I’ve considered creating a new app-level Redis resource and swapping the REDIS_URL during a deploy, but that will cause some downtime, since my worker processes always update much faster than the web processes.
Hi @matt, yes fortunately I was able to resolve this issue. I reached out to AWS support and got a few more details about the cause:
---> To identify the cause behind the aforementioned error, I checked the latest update call made on the production stack using our internal tools. I noticed that an API call, ‘ModifyCacheSubnetGroup’ was initiated during the latest stack update to modify the subnetIds in the Cloudformation resource, ‘CacheSubnetGroup’ . Please refer to [1] for more information on ‘ModifyCacheSubnetGroup’.
Old subnetIds :
****************************
subnet-ab6f****, subnet-57d3****, subnet-7cb3****
****************************
New subnetIds :
****************************
subnet-9b3a****, subnet-6de8****, subnet-2022****
****************************
I was not able to resolve the subnet problem for the Convox Redis resource, so I ended up migrating to a new Redis cluster.
I figured out how I can perform a zero-downtime migration by running two sets of worker containers at the same time, for both Redis clusters.

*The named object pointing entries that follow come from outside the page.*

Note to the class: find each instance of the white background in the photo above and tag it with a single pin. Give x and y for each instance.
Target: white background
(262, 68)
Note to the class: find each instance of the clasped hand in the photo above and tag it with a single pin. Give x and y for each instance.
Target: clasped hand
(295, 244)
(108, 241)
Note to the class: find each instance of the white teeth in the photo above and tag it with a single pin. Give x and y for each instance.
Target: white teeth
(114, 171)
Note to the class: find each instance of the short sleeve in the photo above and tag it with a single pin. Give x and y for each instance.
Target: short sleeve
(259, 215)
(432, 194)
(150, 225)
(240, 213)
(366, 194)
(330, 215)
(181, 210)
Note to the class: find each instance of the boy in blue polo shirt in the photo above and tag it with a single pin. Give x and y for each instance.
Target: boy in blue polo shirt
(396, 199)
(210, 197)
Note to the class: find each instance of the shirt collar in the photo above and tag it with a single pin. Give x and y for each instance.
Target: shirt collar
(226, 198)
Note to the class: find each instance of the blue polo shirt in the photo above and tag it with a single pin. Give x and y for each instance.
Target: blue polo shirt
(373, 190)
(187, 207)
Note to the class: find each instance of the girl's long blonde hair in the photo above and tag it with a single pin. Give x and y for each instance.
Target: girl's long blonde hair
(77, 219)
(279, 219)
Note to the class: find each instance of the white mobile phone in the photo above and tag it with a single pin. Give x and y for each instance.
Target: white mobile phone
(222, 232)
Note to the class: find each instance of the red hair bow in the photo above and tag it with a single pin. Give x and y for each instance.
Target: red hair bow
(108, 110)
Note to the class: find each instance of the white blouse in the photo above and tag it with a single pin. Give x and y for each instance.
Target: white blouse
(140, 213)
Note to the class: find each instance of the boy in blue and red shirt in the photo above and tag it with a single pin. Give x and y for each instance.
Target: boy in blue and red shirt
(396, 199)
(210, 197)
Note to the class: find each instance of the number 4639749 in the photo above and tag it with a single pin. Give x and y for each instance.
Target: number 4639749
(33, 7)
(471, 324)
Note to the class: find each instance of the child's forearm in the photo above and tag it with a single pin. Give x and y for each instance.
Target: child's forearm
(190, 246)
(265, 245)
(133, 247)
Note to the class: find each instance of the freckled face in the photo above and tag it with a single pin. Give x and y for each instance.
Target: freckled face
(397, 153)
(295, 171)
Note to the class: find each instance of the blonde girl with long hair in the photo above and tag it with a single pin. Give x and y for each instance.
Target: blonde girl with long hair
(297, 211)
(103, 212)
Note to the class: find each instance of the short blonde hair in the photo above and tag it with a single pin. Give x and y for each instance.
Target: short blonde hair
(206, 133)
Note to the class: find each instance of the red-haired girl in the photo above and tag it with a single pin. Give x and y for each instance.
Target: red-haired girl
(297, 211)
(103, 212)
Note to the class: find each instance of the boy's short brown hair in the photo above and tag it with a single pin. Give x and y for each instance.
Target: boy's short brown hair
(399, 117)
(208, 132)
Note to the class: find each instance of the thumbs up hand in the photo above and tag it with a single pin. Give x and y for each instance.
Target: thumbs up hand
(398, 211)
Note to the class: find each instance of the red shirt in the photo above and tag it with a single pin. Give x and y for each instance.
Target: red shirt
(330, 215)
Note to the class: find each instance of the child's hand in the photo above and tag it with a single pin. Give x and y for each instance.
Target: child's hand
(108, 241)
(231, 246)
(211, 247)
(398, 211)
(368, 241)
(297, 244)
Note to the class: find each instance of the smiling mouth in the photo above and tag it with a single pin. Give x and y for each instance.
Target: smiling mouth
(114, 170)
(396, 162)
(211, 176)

So I did something like this:
Set OLD_REDIS_URL to REDIS_URL. (Don’t promote.)
a) Add another set of worker containers that always perform jobs from OLD_REDIS_URL.
b) Add a new Redis resource to convox.yml
c) Deploy
Set REDIS_URL to the new Redis URL and promote the release
Remove worker_old service from convox.yml. Deploy the change. Now all web and worker containers are using the new Redis.
Delete the redis rack resource
Unset OLD_REDIS_URL
This way, I was running two sets of workers that were using both Redis instances at the same time, so I could perform a zero-downtime migration without losing any background jobs.